Ebdo

« Aujourd’hui, nous constatons que le fossé entre les journaux d’information et les lecteurs s’est agrandi. Avec cet hebdomadaire, nous voulons recréer le rite de lecture du week-end, qui permet de trouver sa place dans le monde. »

C’est ce que déclarait à Libération, le 26 septembre 2017, Laurent Beccaria, cofondateur du magazine Ebdo, qui fait sa Une le 15 février 2018 sur « L’affaire Nicolas Hulot ».

Outre la grande prétention du propos, deux questions principales se posent :

  • est-il raisonnable de penser rétablir le lien de confiance avec les lecteurs en publiant une « enquête » aussi bâclée ?
  • comment trouve-t-on sa place dans le monde en lisant des articles aussi crapoteux et mal foutus ?

Pour rappel :

Bref :

  • pas de faits, pas de preuves et une ligne éditoriale qui va à l’encontre de ce que les victimes demandent aux journalistes

La chasse au scoop passe avant la rigueur, avant la pudeur.

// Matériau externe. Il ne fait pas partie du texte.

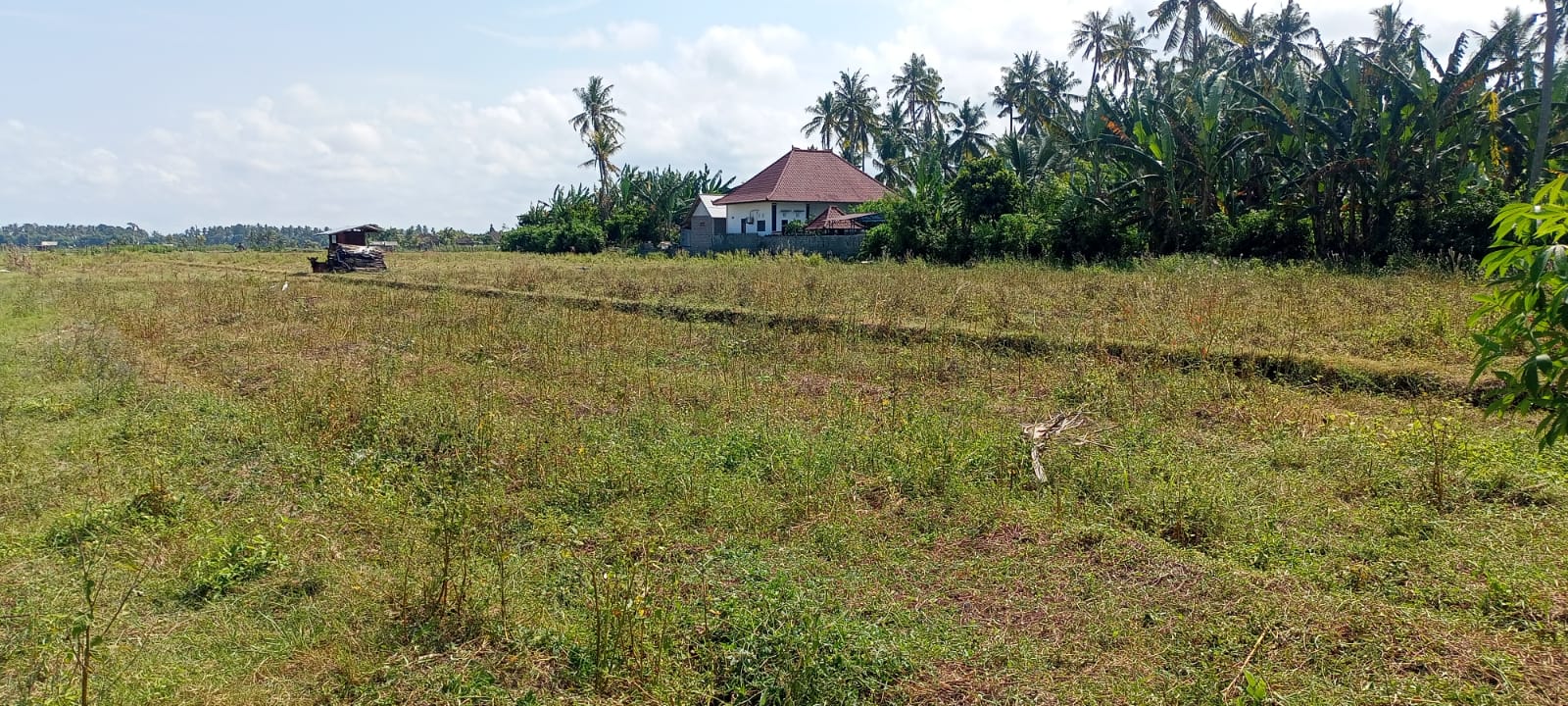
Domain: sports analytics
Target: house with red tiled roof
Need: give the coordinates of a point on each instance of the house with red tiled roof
(835, 222)
(799, 187)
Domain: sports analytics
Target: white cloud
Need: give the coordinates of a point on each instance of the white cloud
(731, 96)
(621, 36)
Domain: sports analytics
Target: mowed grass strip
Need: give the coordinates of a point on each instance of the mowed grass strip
(1319, 371)
(431, 498)
(1413, 316)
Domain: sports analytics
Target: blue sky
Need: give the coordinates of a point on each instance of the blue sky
(176, 112)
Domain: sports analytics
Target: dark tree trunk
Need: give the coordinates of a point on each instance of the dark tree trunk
(1544, 127)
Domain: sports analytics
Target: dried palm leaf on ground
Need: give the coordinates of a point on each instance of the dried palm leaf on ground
(1062, 428)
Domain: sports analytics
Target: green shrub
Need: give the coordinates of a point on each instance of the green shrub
(1178, 514)
(232, 564)
(109, 520)
(775, 645)
(1272, 235)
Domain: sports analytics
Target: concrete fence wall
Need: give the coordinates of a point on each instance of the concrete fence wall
(825, 245)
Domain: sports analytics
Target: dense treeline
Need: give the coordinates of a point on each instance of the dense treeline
(1256, 138)
(1199, 130)
(237, 235)
(632, 206)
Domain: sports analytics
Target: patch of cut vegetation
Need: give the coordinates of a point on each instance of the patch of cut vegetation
(360, 494)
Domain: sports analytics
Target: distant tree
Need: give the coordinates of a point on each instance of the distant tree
(858, 120)
(1186, 18)
(987, 188)
(823, 120)
(1092, 39)
(968, 137)
(601, 130)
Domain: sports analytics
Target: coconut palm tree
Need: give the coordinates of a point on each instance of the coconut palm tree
(968, 138)
(1396, 41)
(1126, 54)
(1520, 46)
(604, 145)
(823, 120)
(917, 86)
(1544, 120)
(601, 130)
(1092, 39)
(1021, 86)
(1184, 20)
(1288, 35)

Pour rappel aussi, l’un des deux journalistes auteurs de l’enquête s’était fait payer son voyage en Libye par Kadhafi pour un entretien « exclusif » avec ce dernier dans le JDD.
Pour rappel enfin, le directeur général de Rollin Publication, société éditrice d’Ebdo est l’ancien ministre socialiste Thierry Mandon.

La moindre des choses, en publiant un dossier à charge contre un ministre important d’un gouvernement du bord opposé, aurait été de bétonner l’enquête, ne serait-ce que pour éviter les suspicions de manipulation et de complot qui ne manqueront pas de voir le jour (la ministre de la Santé évoquait à demi-mot ce scénario sur France Info ce matin).

Suspicions qui vont, une fois de plus, contribuer à creuser « le fossé entre les journaux d’information et les lecteurs », dénoncé par le même Laurent Beccaria.

Quelques semaines après ce « scoop », le 8 mars 2018, il se confie au magazine Marianne dans entretien édifiant qui peut se résumer en trois points :

  • aveu d’amateurisme :

« Je n’étais pas habitué à gérer un journal et les effets collatéraux de ce genre de scoop »

« Ebdo me prend 4 ou 5 heures par semaine »

« Je ne suis pas à la conférence de rédaction »

« Il y a plein de journalistes dont je ne connais même pas le nom »

  • absence de remise en cause :

« Je serais mortifié s’il y avait eu des erreurs. Mais ce n’est pas le cas. Je suis serein »

  • rejet des responsabilités sur ses petits camarades :

« Il faudrait poser la question à Patrick de Saint-Exépury et Constance Poniatowski, les directeurs de la rédaction et à Thierry Mandon, le directeur de la publication. C’est eux qui sont responsables des embauches. »

Epilogue :

Le 22 mars 2018, Ebdo cesse de paraître.